“Eu sou, eu faço, eu aconteço”. Por Lalá Aranha

“Eu sou, eu faço, eu aconteço”

Por Lalá Aranha

… não é de bom tom nos colocarmos na frente dos outros nos casos de ganhos pessoais ou profissionais que beneficiem pessoas ou uma organização. É uma regra de “urbanidade”, não de gramática. É boa norma de civilidade. Questão de educação. Primeiro o outro, depois eu…

Publicado originalmente em 20 de março de 2017, Portal Aberje

Desde muito cedo, aprendemos no lar e na escola a usar várias “regrinhas” e “palavrinhas mágicas” que nortearam nosso convívio social e que passei para minhas filhas e agora para os netos.

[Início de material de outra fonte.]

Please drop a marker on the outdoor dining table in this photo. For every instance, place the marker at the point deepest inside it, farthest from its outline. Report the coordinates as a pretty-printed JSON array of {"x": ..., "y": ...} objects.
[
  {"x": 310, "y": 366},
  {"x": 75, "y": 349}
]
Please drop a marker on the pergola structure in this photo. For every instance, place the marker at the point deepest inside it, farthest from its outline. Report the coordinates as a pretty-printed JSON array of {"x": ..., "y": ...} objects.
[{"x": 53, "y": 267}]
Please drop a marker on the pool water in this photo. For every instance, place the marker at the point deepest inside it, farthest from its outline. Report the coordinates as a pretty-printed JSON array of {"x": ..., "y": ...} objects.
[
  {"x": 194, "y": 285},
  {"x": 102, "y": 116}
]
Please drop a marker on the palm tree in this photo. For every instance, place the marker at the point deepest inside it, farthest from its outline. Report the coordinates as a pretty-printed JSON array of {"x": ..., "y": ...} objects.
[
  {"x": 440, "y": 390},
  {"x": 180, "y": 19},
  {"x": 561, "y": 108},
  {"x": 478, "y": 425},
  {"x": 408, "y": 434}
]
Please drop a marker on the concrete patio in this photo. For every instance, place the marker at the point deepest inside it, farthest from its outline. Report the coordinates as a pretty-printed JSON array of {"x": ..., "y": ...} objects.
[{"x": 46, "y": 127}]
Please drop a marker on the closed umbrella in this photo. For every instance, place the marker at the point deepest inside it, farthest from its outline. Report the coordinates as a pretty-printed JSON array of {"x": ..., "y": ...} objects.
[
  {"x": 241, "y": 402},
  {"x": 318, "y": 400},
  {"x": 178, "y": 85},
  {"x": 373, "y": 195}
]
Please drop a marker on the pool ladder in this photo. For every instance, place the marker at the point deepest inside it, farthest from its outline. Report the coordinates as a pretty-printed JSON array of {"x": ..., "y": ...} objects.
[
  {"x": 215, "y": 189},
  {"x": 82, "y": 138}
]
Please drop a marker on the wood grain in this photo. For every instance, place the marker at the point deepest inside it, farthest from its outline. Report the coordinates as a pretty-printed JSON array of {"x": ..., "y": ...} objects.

Usar expressões do tipo “com licença”, “estou satisfeita”, “obrigado” e assim por diante. Dar “bom dia” ou “boa noite” quando se entra em um lugar com outras pessoas.  Uma forma de me expressar que muito tem orientado minha vida social e profissional foi e é o uso do pronome pessoal “EU” enquanto sujeito da ação. Não é de bom tom nos colocarmos na frente dos outros nos casos de ganhos pessoais ou profissionais que beneficiem pessoas ou uma organização. É uma regra de “urbanidade”, não de gramática. É boa norma de civilidade. Questão de educação. Primeiro o outro, depois eu.

Vejo pessoas declararem “Eu e minha equipe”, “ Eu e minha diretoria”, “Eu e ele/ela” e assim por diante. Em depoimentos ou palestras, o “eu” sempre vem primeiro. Nas redes sociais, nem se fala! Nem o “nós” é empregado…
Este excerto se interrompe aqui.